(1.) This is an application on behalf of ten persons who have been convicted in connection with an occurrence that took place over a bundh in the river Batray. It appears that this river which flows from south to north is divided in village Hansa by a pucca bundh which is constructed for some distance along the middle of its bed. The water to the right hand side of this bundh is diverted by means of a pyne to village Mathpa, where some of the prosecution witnesses reside. The water to the left side flows on and irrigates the lands of villages further down the river from some of which the applicants come. By an agreement between the parties each party may level the bed of the river at the southern extremity of the pucca bundh in order to facilitate the flow of the water. Shortly before the present occurrence some people from Mathpa put up a bundh which was an extension of the pucca bundh to the south, and the lower appellate Court came to the conclusion that this bundh was probably not in accordance with the agreement and intended to interfere with the right of the applicants to take water by the left side channel. The result was a gathering on both sides and an apprehension of a breach of the peace. The Sub-Inspector visited the spot, and deputed a constable, a daffadar and some chaukidars to prevent a breach of the peace and maintain the state of things as it was; he also submitted a report for action under Section 144, Criminal P.C. On the next morning, however, being 21 Octoberlast, a large mob of persons including the applicants is said to have come to the spot armed with various weapons, and to have cut the bundh in defiance of the police whom it threatened to assault, also caused 15 slight injuries to various persons who were present on the other side.

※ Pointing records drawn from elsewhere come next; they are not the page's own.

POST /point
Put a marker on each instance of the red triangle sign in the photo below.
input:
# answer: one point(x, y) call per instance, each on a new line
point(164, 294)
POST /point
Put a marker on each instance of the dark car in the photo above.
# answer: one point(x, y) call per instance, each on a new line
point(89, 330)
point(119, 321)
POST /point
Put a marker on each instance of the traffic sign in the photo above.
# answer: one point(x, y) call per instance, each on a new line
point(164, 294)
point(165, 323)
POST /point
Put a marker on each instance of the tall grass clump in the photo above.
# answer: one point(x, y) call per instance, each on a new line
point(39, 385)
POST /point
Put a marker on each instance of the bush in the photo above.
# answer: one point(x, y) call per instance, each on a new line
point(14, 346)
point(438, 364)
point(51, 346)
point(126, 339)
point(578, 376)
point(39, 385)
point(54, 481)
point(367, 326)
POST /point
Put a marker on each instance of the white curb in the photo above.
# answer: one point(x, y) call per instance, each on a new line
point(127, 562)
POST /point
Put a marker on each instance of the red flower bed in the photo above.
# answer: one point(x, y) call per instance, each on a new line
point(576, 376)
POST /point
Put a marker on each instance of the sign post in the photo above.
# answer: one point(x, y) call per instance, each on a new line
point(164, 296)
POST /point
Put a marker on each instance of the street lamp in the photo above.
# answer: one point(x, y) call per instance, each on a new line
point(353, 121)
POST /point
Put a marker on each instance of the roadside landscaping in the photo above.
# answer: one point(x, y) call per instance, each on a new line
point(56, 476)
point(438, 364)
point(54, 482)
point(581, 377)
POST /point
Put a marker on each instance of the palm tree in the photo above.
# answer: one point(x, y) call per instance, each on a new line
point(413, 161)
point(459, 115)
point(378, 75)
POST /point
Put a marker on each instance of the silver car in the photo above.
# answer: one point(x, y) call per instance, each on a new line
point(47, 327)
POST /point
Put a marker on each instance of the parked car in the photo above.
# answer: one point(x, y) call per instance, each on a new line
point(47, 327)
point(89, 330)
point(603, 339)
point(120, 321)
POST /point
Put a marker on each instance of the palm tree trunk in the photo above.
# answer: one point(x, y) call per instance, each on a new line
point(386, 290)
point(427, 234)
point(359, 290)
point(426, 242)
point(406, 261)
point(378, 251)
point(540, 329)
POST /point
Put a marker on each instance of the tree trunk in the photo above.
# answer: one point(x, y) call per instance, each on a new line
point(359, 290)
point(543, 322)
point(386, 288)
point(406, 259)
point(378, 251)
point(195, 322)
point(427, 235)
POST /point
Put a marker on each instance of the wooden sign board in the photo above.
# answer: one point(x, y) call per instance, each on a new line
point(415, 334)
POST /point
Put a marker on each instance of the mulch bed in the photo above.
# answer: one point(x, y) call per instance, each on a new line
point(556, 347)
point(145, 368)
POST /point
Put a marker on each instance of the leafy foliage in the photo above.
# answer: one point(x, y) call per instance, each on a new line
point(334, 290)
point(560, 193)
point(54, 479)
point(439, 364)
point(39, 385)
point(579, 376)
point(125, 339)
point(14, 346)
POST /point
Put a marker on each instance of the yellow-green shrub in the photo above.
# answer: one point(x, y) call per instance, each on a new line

On these allegations the applicants were charged under Secs.147 and 152 read with Secs.149 and 430, I.P.C. The defence denied the occurrence as alleged by the prosecution but both the Courts found that all the charges were proved against all the applicants and convicted them accordingly. In this Court the chief point of law that was urged related to the charge under Section 147, which is as follows: That you were members of an unlawful assembly with the common object of cutting the Mathpa bundh in the river Batre and in prosecution of the same common object committed the offence of rioting.
(2.) Mr. Yunus contended that on this charge the applicants had only to show that the people of Mathpa had no right to put up the bundh in which case they could not have been found to have been guilty under the charge. He suggested that the charge should have included the words "by force or by show of force," but the suggestion of force is contained in the word "rioting" which is included in the charge, and the charge as a whole must be interpreted to mean that the mob cut the bundh in circumstances making them guilty of rioting. Both the Courts have found, on grounds which cannot be assailed, that the applicants were members of a mob which instead of having recourse to the proper authorities and in defiance of the police, cut the bundh, which had been constructed prior to the occurrence and thereby committed the offence of rioting. It was suggested that the applicants were actually misled by the form of the charge, but this suggestion is not supported by the elaborate written statement which they filed in the lower Court. We are satisfied that the charge was adequate and that the applicants were not misled, and we find no illegality in the conviction for rioting. The sentences also are not excessive. It was argued that the conviction and sentence under Section 430, I.P.C., cannot stand as this offence is stated the common object of the riot charge. Also it is doubtful whether such a conviction is maintainable when it has not been found that the prosecution side had a right to the water which they were taking by means of the bundh. We accordingly allow the application so far as the conviction under Section 430 relates.
(3.) It was also argued on behalf of the petitioners Ajab Narain Singh and Mahadeo Panday, who are said to have taken a leading part in the occurrence riding on ponies, that none of the police witnesses say that they saw any person there riding on a pony. The trying Court disbelieved the evidence of the identifying witnesses as to the part taken by these two applicants in the occurrence, and this finding was not disturbed by the first appellate Court. When the trying Court has disbelieved almost everything that had been said by the identifying witnesses regarding these two applicants, we do not find that there was any sufficient basis for their conviction. The result is that we allow the application of Ajab Narain Singh and Mahadeo Pandey and acquit them under all the charges. The conviction under Section 430 is also set aside against all the applicants. The rest of the application must fail. Agarwala, J.